Faro had no answer. She only shook her head, her eyes fixed on the folder in her lap.
It was at this moment that Justice Madlanga set aside his notes and delivered what would become the day’s most alarming pronouncement. He turned from the witness to face the prosecutors, the journalists, and the handful of municipal officials who had dared to attend.
“What we have witnessed here in Tshwane—the rigged tenders, the political interference via encrypted messages, the collapse of basic financial oversight—is not a local anomaly,” he said, his words measured but laden with gravity. “I have reviewed sealed affidavits from whistleblowers in six other provinces. From the eThekwini metro in KwaZulu-Natal to the Cape Town CBD, the same patterns emerge. Ghost vendors. ‘Facilitation fees’ disguised as consulting costs. Procurement officers reassigned or silenced when they ask too many questions. I am now convinced that this is a nationwide phenomenon, embedded in the very machinery of municipal police procurement.”
He paused, letting the silence stretch. “We are not merely investigating a few corrupt officials in two cities. We are mapping a system that has been deliberately hollowed out.”

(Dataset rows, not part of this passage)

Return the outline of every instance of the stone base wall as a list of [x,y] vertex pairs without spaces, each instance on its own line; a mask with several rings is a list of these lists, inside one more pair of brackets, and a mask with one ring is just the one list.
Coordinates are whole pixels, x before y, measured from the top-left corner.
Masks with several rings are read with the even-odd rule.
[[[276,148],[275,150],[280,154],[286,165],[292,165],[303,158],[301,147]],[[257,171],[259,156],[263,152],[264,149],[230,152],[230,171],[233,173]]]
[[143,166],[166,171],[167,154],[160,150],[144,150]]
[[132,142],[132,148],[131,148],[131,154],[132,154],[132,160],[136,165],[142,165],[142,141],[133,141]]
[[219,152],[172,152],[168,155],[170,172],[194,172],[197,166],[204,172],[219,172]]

The commission recommended immediate nationwide audits of all municipal police procurement dating back to 2019. It called for the National Treasury to implement real-time tender monitoring and for the creation of an independent anti-corruption unit within the Department of Cooperative Governance, insulated from local political pressure. But most urgently, Justice Madlanga warned that without urgent legislative reforms to protect constitutional procurement rules—Section 217 of the Constitution, which demands contracts be awarded “fairly, equitably, and transparently”—the rot would continue.
“If a sergeant with a WhatsApp can bypass the Constitution,” he concluded, “then the criminal justice system is not protecting the public. It is protecting the criminals within. And that is a betrayal of every citizen who pays taxes and prays for safety.”
As the commission adjourned for the day, Yolande Faro walked slowly down the courthouse steps, the winter sun low and pale behind the city skyline. Behind her, a clutch of journalists rushed to file their stories. Ahead, she knew, lay the hardest part: returning to an office where her phone might ping with another message, and where the enemies she had exposed still held their badges, their budgets, and their silence.